Holden Cars (once a marque Australian Automobile company and soon to be retired entirely) is the most popular car down south
Like rest of the world, South Australians also prefer white sedans the most, however, non-traditional colours such red and blue are also widely popular
For the luxury car segment, we see that “silver” and “black” are more popular as compared to white. This seems interesting to me and might require a comprehensive market research to uncover any additional factor which may be resulting in this. It should also be noted that colours such as “white” and “gray” have become more popular in the recent years so this trend might get reversed soon in the future
Another interesting trend that can be observed is that while the total number of sedans sold across all colour segments shows a negative trend indicating an overall decline in the sedan market space, the “grey” colour stands out since it shows positive year over year growth
About the dataset:
Dataset: I came across three datasets from the Department of Transport of South Australia on the Australian government website for the time period 2017-2019. These datasets list down the total count of each type of transport sold within the state along with other information such as “brand”, “colour of the vehicle”, “type of the vehicle”, “manufactured year”. I added an additional column “year” to identify map each record to the correct dataset. For the purpose of this analysis, I have selected only “Sedans” since I was able to easily associate myself with it. “Pig Trailer”, “Dog Trailer”, and “Caravan Vehicle” were some of the other terms that I learnt while exploring this dataset.
Assumptions made -
Since the dashboard was created at a very high level to get an intuitive understanding of the underlying trends present in the data, the following caveats should be noted while making any inference from the dashboard -
The data reported by the govt does not reflect (or explains) redundancy in the dataset provided. For example, if a car was bought in 2017 and sold in 2019, there is a high probability that both the records are present in the dataset. For our analysis, we have assumed each record to be unique.

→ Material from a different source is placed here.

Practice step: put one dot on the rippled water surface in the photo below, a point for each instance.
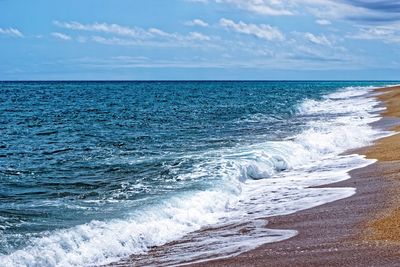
(83, 163)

I have created the luxury segment based on the this link . I realize that certain brands in the non-luxury segments also have highly priced cars, however, for the sake of simplicity I have used the list as mentioned earlier
The “Other” sedan segment in the dashboard primarily refers to the brands that have been either closed or will close in the near future. A lot of the brands present under this segment are legacy companies and have already closed many of their operations within the state. I did not feel they needed to be clubbed under either “luxury” or “non-luxury” brand as there may have been multiple factors determining the reason for the colours of these brands apart from the most common one - Supply and Demand.